Exploring Voices with Russian Composer Olga Krashenko
As a composer and classical music blogger I am always interested in hearing new works particularly from up and coming composers. Olga Krashenko responded to my call for scores presenting me with a chance to hear a recording of her "Up the down Staircase" for 4 female voices. She also included a score so I could explore her compositional style on paper as well.
She has won numerous awards for this piece. The detail at which she expresses her musical ideas on paper and how they translate to actual sound production is certainly reason enough. But the music has more alluring than that. "Up the down Staircase" is an exploration of what the voice can do using a limited set of vocalizations, yet extensive use of modulating the voice through glissandos, trills and vocal effects. As with much of the early work of Stockhausen, Nono and Reich, there is a query into what can be done rather than just repeat what has already been done.
As Ms Krashenko is still exploring composition I suspect there is still a sense of that quest for something new. Numerous composers have pondered this same question, experimenting with what is sound and what is music. Some have done so through magnetic tape, loops, sound generation and various effects. Others have explored the idea of music through new and innovative graphical scores. Regardless of the method, the concept was to attempt to extended the definition of music, to somehow redefine it for a modern world.
Olga Krashenko is one of these exploratory composers. You can listen to her piece (as I did) off of her Myspace page. It is interesting the way the voices weave together. The score does an excellent job instructing the vocalists with what they are to attempt - and I believe the recording is an excellent reproduction of the score.
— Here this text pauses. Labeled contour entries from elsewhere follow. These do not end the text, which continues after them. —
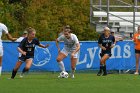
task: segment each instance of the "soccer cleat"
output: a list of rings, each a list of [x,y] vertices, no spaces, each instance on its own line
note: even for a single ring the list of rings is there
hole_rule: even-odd
[[[139,72],[135,72],[134,74],[135,74],[135,75],[139,75]]]

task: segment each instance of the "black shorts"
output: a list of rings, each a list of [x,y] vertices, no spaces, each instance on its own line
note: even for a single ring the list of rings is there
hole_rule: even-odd
[[[102,53],[100,53],[101,58],[102,58],[105,54],[108,54],[110,57],[111,57],[111,55],[112,55],[110,52],[102,52]]]
[[[135,49],[135,53],[140,54],[140,50]]]
[[[33,56],[21,56],[18,58],[18,61],[25,62],[27,59],[33,59]]]

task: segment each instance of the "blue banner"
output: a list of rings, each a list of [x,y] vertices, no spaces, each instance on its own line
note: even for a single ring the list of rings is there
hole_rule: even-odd
[[[50,44],[48,48],[36,47],[35,58],[30,70],[32,71],[59,71],[56,58],[58,51],[55,42],[41,42],[42,44]],[[3,42],[4,55],[3,55],[3,71],[11,71],[17,60],[18,51],[17,42]],[[60,42],[61,49],[64,43]],[[100,51],[97,42],[80,42],[79,58],[76,65],[76,70],[86,69],[99,69],[100,64]],[[63,60],[65,68],[70,71],[70,57],[68,56]],[[135,68],[135,52],[134,43],[132,41],[117,42],[116,46],[112,49],[112,56],[107,60],[108,70],[123,70]],[[23,69],[25,63],[21,66]]]

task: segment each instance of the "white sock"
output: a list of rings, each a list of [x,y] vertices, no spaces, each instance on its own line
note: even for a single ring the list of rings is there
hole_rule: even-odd
[[[59,65],[59,67],[60,67],[61,71],[65,71],[65,66],[64,66],[63,61],[58,62],[58,65]]]
[[[0,76],[1,76],[1,72],[2,72],[2,66],[0,66]]]

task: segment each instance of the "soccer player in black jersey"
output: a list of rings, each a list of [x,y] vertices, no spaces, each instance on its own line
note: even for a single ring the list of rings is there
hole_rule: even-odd
[[[47,45],[40,44],[39,40],[35,38],[36,31],[34,28],[29,27],[27,29],[27,32],[28,32],[28,36],[24,38],[18,46],[18,51],[21,53],[21,55],[19,56],[18,62],[16,63],[16,66],[12,71],[11,79],[14,79],[18,69],[20,68],[23,62],[25,62],[26,65],[20,77],[22,77],[25,72],[28,72],[28,70],[32,65],[32,61],[34,58],[34,50],[36,45],[42,48],[47,48],[49,46],[48,44]]]
[[[110,35],[110,29],[108,27],[104,28],[104,34],[99,37],[98,45],[101,48],[101,59],[100,59],[100,70],[97,76],[106,76],[106,60],[111,57],[111,48],[115,46],[115,38]]]

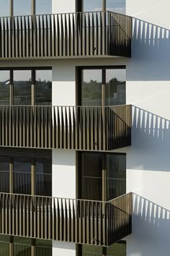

One of the problems with much of 20th century music exploration is the inability to decipher what the composer intended into actual audible sounds. For the most part she uses standard notation with extended technique notes to explain the effects desired. Somewhat like Ferneyhough, she asks the performers to do non-standard techniques, however Ms Krashenko doesn't take it all the way to New Complexity.
This sort of exploration is necessary for the creation of new music. We would not have such an in-depth understanding of minimalism if it had not been for the early experiments of Steve Reich and Terry Riley. Many of the modern sound recording devices used today owe their existence to people like Luc Ferrari and Luigi Nono. These are greats in the field of music - even if I don't tend to like much of what they accomplished personally. We, as musicians/composers/listeners, owe them our modern sonic world for everything from Pop to modern classical has been shaped by what they have done. Olga Krashenko appears to be headed down this same road.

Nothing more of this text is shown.